This is the extremely tardy third part of three-part series “The Business of Writing.” Part I and Part II, while very old, still might be of some use when it comes to crafting a business plan and platforming. This third part is largely about self-care and growth opportunities.
You have your writing business plan in place, and you are starting to build your platform, now what? Well, now you need to turn the focus back on yourself through resume building, pursuing “writerly” learning opportunities, and self-care.

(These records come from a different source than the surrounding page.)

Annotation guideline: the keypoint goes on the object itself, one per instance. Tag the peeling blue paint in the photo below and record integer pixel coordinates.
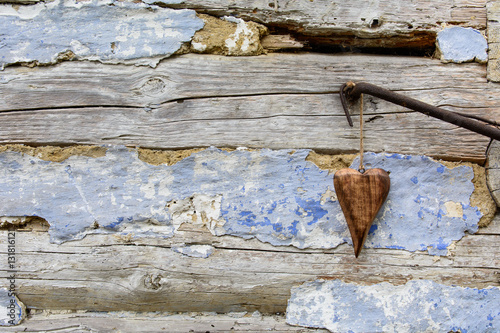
(275, 196)
(126, 31)
(13, 311)
(418, 306)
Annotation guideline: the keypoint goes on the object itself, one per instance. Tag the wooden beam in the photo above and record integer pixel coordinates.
(273, 101)
(373, 24)
(64, 322)
(493, 171)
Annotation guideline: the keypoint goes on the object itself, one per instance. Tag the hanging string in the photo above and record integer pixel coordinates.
(361, 151)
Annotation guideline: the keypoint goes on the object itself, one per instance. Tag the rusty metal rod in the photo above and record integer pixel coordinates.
(352, 91)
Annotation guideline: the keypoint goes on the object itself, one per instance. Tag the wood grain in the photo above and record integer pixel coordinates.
(63, 322)
(274, 101)
(361, 195)
(113, 273)
(361, 23)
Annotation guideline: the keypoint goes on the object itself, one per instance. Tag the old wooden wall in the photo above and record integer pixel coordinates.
(167, 166)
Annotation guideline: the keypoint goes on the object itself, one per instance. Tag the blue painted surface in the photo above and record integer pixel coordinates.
(418, 306)
(108, 31)
(275, 196)
(459, 44)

Always be on the lookout for ways to build your resume and presence. From writing contests and continuing to submit to magazines to guest blogging, there are solid opportunities to push yourself and your writing. You might not succeed in landing these gigs, but you will win by having another completed piece of writing that can be used for another purpose or set aside as a learning experience. So get out a calendar, write down potential contests or story deadlines that interest you, and then write them into your business writing plan.

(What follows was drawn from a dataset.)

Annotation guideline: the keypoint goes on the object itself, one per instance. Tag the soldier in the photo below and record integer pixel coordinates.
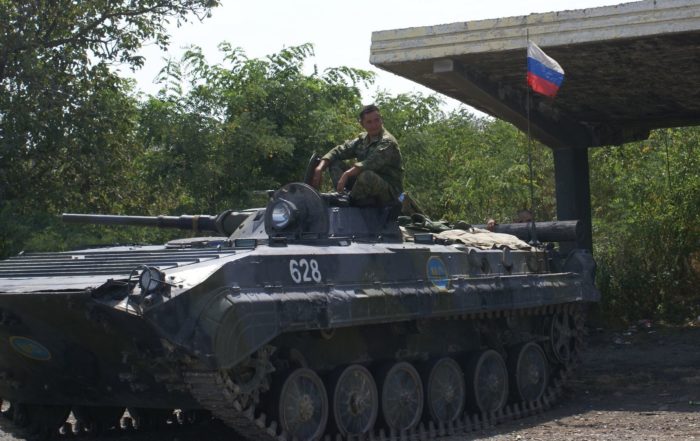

Another aspect that should be included in a business writing plan should be learning opportunities. Workshops, conferences, writing groups, online courses . . . anything that is going to encourage you to strengthen your writing or simply refresh. Be on the lookout for these opportunities because they are invaluable. I have personally placed them in a section labeled “Personal Growth Goals.”
When I penned my now-out-of-date writing plan, I hadn’t slated any personal growth opportunities; however, they found me, and I attended BAEN’s Writer Symposium at GenCon in Indy, which completely recharged me. Since then, I’ve attended a local writing workshop, took a few Coursera courses, watched writer-targetted YouTube videos, to name a few things I’ve done. I’m planning also planning to attend 10MinCon–put together 10 Minute Novelists–in 2018, all things willing.
Educational opportunities don’t have to be expensive but do note that some writing conventions and workshops can cost an arm and a leg. So plan accordingly to save money if you desperately want to go to a particular one despite the price tag. A saving plan might be a welcomed addition to your writing plan.
Other educational possibilities might not even be about writing. These can be events related to a topic of interest and that is connected to your writing subjects, such as historical reenactments. So mark these on your writing business plan, too.
This last thing is not something I’ve added to my writing business plan, but after consideration, I think it is a must: self-care. Give yourself time off or a treat, particularly if you have achieved your yearly plan, or mostly did. From a trip to maybe a fancy pen, it is OK to treat yourself.